At a Glance
- Tasks: Build innovative generative systems for video and audio synthesis using cutting-edge ML technologies.
- Company: DNEG, a leading visual effects company in Greater London with a collaborative culture.
- Benefits: Competitive salary, mentorship opportunities, and a dynamic work environment.
- Other info: Mentor junior engineers and collaborate with creative teams in an exciting workspace.
- Why this job: Join us to push the boundaries of innovation and shape the future of media.
- Qualifications: Experience in deploying ML systems, deep learning knowledge, and Python proficiency.
The predicted salary is between 60000 - 80000 £ per year.
DNEG in Greater London is seeking a Machine Learning Engineer to help build cutting-edge generative systems for video and audio synthesis. The ideal candidate will have experience deploying ML systems, a strong understanding of deep learning, and proficiency in Python.
You will work cross-functionally with research and creative teams, mentor junior engineers, and shape infrastructure as part of a collaborative environment. Join us to push the boundaries of innovation in a dynamic workspace.
Senior ML Engineer: Generative AI & Production Pipelines in London employer: DNEG
Contact Detail:
DNEG Recruiting Team
StudySmarter Expert Advice 🤫
We think this is how you could land Senior ML Engineer: Generative AI & Production Pipelines in London
✨Tip Number 1
Network like a pro! Reach out to folks in the industry, especially those at DNEG or similar companies. A friendly chat can open doors and give you insights that a job description just can't.
✨Tip Number 2
Show off your skills! If you've got projects or contributions to open-source ML systems, make sure to highlight them. A portfolio speaks volumes and can set you apart from the crowd.
✨Tip Number 3
Prepare for the interview by brushing up on your deep learning concepts and Python skills. We recommend doing mock interviews with friends or using online platforms to get comfortable with technical questions.
✨Tip Number 4
Don't forget to apply through our website! It’s the best way to ensure your application gets seen by the right people. Plus, it shows you're genuinely interested in joining the team.
We think you need these skills to ace Senior ML Engineer: Generative AI & Production Pipelines in London
Some tips for your application 🫡
Show Off Your Skills: Make sure to highlight your experience with deploying ML systems and deep learning in your application. We want to see how your skills align with the role, so don’t hold back!

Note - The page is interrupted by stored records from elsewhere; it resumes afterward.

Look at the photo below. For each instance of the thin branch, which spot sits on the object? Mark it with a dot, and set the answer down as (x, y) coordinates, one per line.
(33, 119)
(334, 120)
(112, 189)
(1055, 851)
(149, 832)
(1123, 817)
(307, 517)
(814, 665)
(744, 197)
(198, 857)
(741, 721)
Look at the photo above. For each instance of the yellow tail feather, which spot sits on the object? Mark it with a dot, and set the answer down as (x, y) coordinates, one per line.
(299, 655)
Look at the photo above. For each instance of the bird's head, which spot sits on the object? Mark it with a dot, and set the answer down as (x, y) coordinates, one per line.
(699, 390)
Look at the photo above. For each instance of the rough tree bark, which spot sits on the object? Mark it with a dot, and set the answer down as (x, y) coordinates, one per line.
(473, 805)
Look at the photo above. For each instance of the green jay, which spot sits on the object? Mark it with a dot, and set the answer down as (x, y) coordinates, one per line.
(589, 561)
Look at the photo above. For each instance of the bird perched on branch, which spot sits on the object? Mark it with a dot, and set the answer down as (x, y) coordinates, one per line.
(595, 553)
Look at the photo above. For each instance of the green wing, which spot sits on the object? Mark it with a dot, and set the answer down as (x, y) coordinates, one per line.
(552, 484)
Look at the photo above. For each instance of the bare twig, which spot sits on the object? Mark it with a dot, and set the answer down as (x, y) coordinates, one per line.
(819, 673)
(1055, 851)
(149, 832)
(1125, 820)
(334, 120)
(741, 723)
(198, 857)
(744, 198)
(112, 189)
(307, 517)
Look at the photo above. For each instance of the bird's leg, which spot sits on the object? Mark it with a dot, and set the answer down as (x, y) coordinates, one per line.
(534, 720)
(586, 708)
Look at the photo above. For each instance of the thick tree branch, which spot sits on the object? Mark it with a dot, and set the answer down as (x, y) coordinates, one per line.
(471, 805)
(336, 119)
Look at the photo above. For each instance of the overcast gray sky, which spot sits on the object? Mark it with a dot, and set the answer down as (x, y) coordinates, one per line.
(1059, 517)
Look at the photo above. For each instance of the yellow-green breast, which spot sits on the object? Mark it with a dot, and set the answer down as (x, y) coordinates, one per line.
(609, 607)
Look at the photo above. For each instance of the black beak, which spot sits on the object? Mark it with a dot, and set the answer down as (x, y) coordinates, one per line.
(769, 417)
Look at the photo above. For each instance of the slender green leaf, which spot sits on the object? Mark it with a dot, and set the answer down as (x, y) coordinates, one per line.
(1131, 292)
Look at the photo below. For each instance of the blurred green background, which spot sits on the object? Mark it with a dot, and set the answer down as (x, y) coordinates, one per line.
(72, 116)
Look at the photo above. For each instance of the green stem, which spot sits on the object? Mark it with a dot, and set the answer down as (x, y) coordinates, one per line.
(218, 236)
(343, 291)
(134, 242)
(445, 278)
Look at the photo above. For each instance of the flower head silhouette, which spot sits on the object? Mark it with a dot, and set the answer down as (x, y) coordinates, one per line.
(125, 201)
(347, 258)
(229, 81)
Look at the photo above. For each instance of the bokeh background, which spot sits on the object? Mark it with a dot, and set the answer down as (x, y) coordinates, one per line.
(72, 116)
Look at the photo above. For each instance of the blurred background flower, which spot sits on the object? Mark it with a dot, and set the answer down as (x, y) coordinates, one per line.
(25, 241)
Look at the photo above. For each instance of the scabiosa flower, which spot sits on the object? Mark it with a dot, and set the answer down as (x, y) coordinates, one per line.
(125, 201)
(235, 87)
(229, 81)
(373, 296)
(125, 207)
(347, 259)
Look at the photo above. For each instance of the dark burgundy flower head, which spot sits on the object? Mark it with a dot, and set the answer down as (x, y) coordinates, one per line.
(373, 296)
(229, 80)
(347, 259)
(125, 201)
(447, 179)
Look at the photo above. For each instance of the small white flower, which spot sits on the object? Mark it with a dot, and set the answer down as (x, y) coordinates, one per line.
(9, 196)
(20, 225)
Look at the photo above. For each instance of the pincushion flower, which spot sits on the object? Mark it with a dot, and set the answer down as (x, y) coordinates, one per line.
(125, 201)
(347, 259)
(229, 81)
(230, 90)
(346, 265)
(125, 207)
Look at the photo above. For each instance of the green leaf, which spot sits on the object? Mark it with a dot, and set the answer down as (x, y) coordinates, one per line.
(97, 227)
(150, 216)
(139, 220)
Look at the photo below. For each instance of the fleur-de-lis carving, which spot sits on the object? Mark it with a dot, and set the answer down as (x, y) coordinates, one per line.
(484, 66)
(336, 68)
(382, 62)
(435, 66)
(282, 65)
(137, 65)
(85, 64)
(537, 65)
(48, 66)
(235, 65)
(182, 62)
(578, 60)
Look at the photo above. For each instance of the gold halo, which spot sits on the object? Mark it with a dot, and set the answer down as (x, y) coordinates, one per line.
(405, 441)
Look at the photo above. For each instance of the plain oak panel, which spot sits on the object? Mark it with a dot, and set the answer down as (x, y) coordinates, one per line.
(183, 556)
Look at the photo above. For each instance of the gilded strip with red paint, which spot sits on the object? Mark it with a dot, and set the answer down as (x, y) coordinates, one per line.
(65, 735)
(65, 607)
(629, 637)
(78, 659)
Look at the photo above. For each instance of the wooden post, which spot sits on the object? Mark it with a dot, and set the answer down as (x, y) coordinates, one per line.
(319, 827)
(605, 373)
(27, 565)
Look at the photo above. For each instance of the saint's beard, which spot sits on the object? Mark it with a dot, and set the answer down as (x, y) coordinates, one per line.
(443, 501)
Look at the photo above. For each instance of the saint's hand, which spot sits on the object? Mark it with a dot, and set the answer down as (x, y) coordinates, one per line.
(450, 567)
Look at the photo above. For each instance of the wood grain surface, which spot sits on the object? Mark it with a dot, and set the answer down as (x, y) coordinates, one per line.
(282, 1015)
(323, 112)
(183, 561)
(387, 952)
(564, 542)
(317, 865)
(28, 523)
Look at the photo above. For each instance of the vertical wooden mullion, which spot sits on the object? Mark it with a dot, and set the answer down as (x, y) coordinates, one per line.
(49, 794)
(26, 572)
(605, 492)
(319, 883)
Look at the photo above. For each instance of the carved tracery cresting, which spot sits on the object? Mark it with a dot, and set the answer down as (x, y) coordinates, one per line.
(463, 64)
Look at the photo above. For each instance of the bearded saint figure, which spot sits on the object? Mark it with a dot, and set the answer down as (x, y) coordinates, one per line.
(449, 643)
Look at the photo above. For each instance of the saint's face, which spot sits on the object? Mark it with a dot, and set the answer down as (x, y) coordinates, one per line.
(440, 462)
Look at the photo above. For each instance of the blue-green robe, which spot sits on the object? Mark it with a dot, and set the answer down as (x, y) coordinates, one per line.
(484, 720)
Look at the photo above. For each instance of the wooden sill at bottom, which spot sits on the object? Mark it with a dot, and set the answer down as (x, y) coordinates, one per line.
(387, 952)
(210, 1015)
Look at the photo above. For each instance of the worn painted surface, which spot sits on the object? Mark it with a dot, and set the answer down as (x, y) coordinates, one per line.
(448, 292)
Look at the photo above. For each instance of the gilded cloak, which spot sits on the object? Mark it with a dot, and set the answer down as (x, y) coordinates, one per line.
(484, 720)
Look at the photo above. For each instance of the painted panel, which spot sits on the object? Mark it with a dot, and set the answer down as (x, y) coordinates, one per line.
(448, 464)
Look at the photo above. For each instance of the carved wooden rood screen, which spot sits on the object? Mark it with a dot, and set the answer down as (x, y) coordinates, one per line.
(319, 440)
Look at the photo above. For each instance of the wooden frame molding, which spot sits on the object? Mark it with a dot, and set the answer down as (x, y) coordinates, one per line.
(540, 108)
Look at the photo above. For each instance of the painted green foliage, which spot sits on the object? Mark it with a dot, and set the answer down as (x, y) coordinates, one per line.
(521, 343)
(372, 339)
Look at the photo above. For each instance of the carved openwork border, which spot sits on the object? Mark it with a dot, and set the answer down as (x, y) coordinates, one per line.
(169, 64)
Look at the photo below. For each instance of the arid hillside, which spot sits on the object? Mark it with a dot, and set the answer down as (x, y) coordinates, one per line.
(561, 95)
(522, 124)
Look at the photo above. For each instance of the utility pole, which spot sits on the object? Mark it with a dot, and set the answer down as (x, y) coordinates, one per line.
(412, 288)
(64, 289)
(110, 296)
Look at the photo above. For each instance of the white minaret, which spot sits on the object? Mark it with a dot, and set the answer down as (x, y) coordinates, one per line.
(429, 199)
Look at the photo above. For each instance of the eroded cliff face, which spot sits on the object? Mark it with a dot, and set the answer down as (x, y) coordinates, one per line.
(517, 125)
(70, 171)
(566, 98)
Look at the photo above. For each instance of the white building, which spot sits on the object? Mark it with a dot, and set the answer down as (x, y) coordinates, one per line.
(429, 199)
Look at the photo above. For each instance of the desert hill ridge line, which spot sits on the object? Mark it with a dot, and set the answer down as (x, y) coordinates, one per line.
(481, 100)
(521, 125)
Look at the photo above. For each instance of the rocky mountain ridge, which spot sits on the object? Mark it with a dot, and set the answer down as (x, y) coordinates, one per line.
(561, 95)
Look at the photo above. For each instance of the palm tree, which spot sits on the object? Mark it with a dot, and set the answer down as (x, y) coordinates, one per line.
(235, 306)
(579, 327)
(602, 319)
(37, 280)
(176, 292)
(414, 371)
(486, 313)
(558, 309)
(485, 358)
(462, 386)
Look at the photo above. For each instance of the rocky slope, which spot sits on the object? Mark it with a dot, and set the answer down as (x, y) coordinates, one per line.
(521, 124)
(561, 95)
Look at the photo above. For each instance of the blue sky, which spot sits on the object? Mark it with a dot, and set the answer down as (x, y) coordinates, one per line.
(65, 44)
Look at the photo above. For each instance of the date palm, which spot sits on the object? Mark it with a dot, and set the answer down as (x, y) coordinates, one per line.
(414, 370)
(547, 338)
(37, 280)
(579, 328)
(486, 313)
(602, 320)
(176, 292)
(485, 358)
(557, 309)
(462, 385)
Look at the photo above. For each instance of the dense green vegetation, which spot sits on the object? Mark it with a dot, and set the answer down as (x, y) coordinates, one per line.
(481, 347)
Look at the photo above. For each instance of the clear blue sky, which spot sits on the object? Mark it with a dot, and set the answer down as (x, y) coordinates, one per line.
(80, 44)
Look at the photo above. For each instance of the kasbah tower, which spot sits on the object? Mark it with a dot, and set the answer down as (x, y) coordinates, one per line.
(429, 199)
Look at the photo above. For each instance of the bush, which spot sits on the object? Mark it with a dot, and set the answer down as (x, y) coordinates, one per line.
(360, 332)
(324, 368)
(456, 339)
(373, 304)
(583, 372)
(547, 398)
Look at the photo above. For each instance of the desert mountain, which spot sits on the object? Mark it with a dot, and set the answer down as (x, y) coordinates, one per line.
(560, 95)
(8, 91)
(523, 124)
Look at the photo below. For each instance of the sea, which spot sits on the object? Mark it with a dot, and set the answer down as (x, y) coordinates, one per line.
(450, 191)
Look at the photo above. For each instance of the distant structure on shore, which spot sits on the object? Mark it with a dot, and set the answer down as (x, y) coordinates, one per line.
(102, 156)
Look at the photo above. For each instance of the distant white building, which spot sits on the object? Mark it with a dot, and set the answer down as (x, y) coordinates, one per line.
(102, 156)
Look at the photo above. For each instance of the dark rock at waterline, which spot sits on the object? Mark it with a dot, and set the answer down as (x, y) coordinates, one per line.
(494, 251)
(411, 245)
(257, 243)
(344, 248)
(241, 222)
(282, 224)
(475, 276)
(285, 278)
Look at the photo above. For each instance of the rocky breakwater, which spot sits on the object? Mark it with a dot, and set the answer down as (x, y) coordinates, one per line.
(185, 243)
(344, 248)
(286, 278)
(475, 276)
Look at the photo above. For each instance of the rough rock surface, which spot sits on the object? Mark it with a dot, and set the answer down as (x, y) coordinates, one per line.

Be Creative: Since we’re all about innovation, let your personality shine through in your written application. Use clear examples of your past work, especially in generative AI, to showcase your creativity.
Tailor Your Application: Don’t just send a generic application! Tailor your CV and cover letter to reflect the specific requirements of the Senior ML Engineer role. We love seeing candidates who take the time to connect their experiences to what we’re looking for.
Apply Through Our Website: We encourage you to apply directly through our website. It’s the best way for us to receive your application and ensures you’re considered for the role. Plus, it’s super easy!
How to prepare for a job interview at DNEG
✨Know Your ML Stuff
Make sure you brush up on your machine learning concepts, especially deep learning. Be ready to discuss your experience with deploying ML systems and any specific projects you've worked on that relate to generative AI.
✨Showcase Your Python Skills
Since proficiency in Python is key for this role, prepare to demonstrate your coding skills. You might be asked to solve a problem or explain your thought process while coding, so practice common algorithms and data structures.
✨Collaboration is Key
DNEG values teamwork, so be prepared to talk about how you've worked cross-functionally in the past. Share examples of how you've collaborated with research and creative teams, and how you’ve mentored junior engineers.
✨Be Ready for Innovation Discussions
This role is all about pushing boundaries, so think about how you can contribute to innovation. Prepare to discuss your ideas on future trends in generative AI and how you envision shaping infrastructure in a collaborative environment.